I was getting really tired, and so after I'd gotten done talking, I told him that I needed to get the cloud back up into the air so I could dissipate it. He wanted to know what would happen if I just let it go on the ground, and I told him that I was worried about the amount of water it would drop as it broke up.

He said to do it anyway, so I told everybody who didn't want to get wet to move back, and that I was going to very slowly let it free. And I warned everybody to not touch the cloud, because if they did, their hand would get covered in ice almost instantly.

Just as I'd expected, as soon as I started to let it free, the overabundance of water in the cloud started leaking out, quickly forming an icy spot on the snow.

Everybody watched the cloud dissipate in front of their eyes as the water fell out of it. Pretty soon there was nothing more than a cloud of vapor like an exhale on a cold day, and then that was gone too.

The whole project wound up taking up most of the class period, and I hadn't really meant it to. I probably should have tried with a smaller cloud, or maybe waited for some fog (I could have manipulated fog right on the ground where the other students could see what I was doing). The professor didn't seem upset by that, though; he really had a look of wonderment the whole time.

We all went up to class afterwards, and he said that there wasn't any point in rushing through the lecture he'd prepared, but instead that if I was willing, I could answer some more questions.

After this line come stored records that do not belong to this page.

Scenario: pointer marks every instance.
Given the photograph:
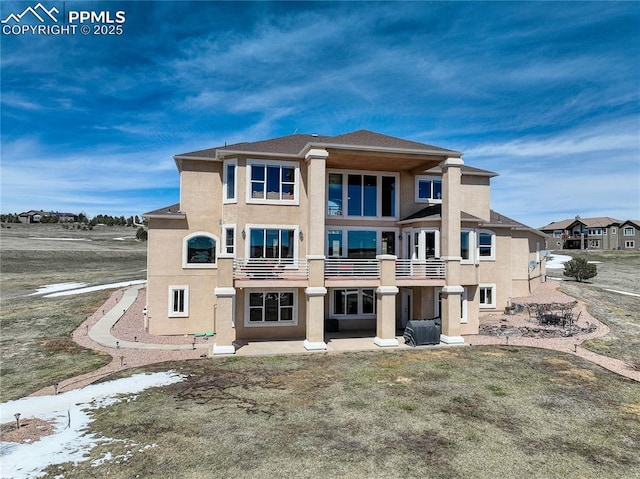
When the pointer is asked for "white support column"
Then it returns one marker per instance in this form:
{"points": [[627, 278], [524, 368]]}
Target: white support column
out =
{"points": [[450, 250], [316, 185], [386, 303], [224, 320]]}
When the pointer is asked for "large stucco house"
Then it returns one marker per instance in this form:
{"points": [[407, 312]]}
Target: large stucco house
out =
{"points": [[600, 233], [299, 236]]}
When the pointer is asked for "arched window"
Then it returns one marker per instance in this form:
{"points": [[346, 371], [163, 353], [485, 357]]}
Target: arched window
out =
{"points": [[200, 251]]}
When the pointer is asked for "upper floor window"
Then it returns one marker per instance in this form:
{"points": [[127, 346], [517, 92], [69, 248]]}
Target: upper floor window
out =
{"points": [[272, 182], [360, 194], [229, 180], [466, 243], [229, 235], [272, 242], [428, 188], [200, 251], [486, 244], [358, 243]]}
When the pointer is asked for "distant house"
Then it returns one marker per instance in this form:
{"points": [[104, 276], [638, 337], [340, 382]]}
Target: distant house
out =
{"points": [[630, 235], [303, 235], [35, 216], [601, 233]]}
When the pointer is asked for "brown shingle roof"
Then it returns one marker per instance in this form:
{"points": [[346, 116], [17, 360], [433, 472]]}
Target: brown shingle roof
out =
{"points": [[173, 210], [597, 222], [294, 145]]}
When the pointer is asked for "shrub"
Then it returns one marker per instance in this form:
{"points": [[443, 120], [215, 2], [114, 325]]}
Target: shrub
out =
{"points": [[579, 269]]}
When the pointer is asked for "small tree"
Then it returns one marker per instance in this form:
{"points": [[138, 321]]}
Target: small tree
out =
{"points": [[579, 269], [141, 234]]}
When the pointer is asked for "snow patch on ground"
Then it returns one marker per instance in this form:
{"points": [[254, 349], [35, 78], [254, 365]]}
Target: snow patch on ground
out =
{"points": [[60, 239], [557, 261], [53, 288], [71, 412], [68, 289]]}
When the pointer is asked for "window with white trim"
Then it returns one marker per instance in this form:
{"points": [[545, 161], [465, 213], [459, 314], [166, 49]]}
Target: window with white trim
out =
{"points": [[272, 182], [178, 301], [229, 239], [428, 189], [463, 306], [353, 303], [362, 194], [230, 181], [271, 308], [272, 242], [486, 245], [467, 251], [487, 294], [360, 243], [200, 250]]}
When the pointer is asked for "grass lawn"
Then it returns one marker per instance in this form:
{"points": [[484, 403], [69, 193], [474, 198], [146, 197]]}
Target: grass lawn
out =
{"points": [[36, 347], [475, 412], [618, 271]]}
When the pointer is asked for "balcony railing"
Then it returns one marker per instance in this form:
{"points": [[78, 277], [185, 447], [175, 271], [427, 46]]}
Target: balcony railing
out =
{"points": [[344, 267], [290, 268], [270, 268], [412, 268]]}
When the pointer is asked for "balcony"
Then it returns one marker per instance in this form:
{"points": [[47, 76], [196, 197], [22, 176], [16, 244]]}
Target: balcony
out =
{"points": [[267, 269], [420, 269], [335, 269], [349, 268]]}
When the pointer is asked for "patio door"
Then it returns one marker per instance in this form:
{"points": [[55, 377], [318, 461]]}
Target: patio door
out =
{"points": [[406, 306]]}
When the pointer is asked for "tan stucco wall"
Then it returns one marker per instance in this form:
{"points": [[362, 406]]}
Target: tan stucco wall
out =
{"points": [[476, 195]]}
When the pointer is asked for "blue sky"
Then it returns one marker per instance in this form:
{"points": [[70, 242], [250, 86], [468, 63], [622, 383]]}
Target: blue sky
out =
{"points": [[545, 94]]}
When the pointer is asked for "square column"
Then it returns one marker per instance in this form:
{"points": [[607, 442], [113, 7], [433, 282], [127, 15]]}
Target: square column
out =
{"points": [[224, 320], [386, 303], [315, 293], [451, 310]]}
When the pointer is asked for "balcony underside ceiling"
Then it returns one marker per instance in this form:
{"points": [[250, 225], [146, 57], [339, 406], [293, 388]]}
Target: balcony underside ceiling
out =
{"points": [[381, 161]]}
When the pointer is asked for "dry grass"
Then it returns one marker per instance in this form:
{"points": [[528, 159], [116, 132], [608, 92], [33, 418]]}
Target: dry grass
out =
{"points": [[445, 414], [36, 346], [617, 270]]}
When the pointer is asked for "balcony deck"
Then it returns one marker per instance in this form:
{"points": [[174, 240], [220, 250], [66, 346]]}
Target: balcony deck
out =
{"points": [[294, 272]]}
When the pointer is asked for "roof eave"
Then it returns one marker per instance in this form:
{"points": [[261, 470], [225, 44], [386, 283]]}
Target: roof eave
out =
{"points": [[406, 151], [167, 216]]}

Well of course I was willing, so I sat in my spot between Crystal Dawn and Luke and told them about how our weather patrol teams worked until the very end of class, and I also told them why the things the professor was teaching were important, because if we didn't work with nature, we'd have to put a lot more effort into the weather because the whole system is so big and we're just a little part of it.

I was completely exhausted by the end of class, and my voice was a little hoarse from talking so much, especially right after all that exercise up in the sky and then not having breakfast at all. The rest of the day pretty much went by in a daze. But I managed to stay awake through all my classes, and I got to talk to Meghan and Lisa and Becky some more in Equestrian class.

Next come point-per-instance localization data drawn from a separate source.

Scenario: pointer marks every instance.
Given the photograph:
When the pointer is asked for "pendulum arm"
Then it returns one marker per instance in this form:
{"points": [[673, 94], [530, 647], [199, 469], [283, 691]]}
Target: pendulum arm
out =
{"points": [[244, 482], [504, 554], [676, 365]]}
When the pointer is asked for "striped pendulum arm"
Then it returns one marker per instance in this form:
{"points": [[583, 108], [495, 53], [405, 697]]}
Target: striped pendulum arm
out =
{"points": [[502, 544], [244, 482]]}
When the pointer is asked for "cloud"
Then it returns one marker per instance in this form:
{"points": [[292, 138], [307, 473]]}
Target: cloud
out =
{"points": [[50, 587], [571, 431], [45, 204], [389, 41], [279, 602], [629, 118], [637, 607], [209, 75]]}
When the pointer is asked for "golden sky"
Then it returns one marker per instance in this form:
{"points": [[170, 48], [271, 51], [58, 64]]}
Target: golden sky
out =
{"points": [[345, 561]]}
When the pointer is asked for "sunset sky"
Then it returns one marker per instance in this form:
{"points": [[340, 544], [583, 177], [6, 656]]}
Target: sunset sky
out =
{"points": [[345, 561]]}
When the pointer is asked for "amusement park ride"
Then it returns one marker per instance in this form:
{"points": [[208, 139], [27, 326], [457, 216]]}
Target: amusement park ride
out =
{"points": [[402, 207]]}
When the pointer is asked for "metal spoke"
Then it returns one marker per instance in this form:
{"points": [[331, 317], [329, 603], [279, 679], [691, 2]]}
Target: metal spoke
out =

I also took the time—even though I was pretty tired—to go over to Stetson Chapel and talk to a woman who knew about God. Her name is Liz, and she's very nice. She said that what I was asking would take a really long time to explain, unless I wanted the most simple version.

The simple version was appealing, but if they built a whole building just for God, He's probably really important. I thought about how my climate science professor hadn't really understood about how we managed the weather until he'd had time to talk with me about it for a while, and thought that it would be best if I got the full version.

So she said that she would love to take me out to lunch tomorrow and we could talk about it then, and she would even give me a Bible as well, which is God's biography.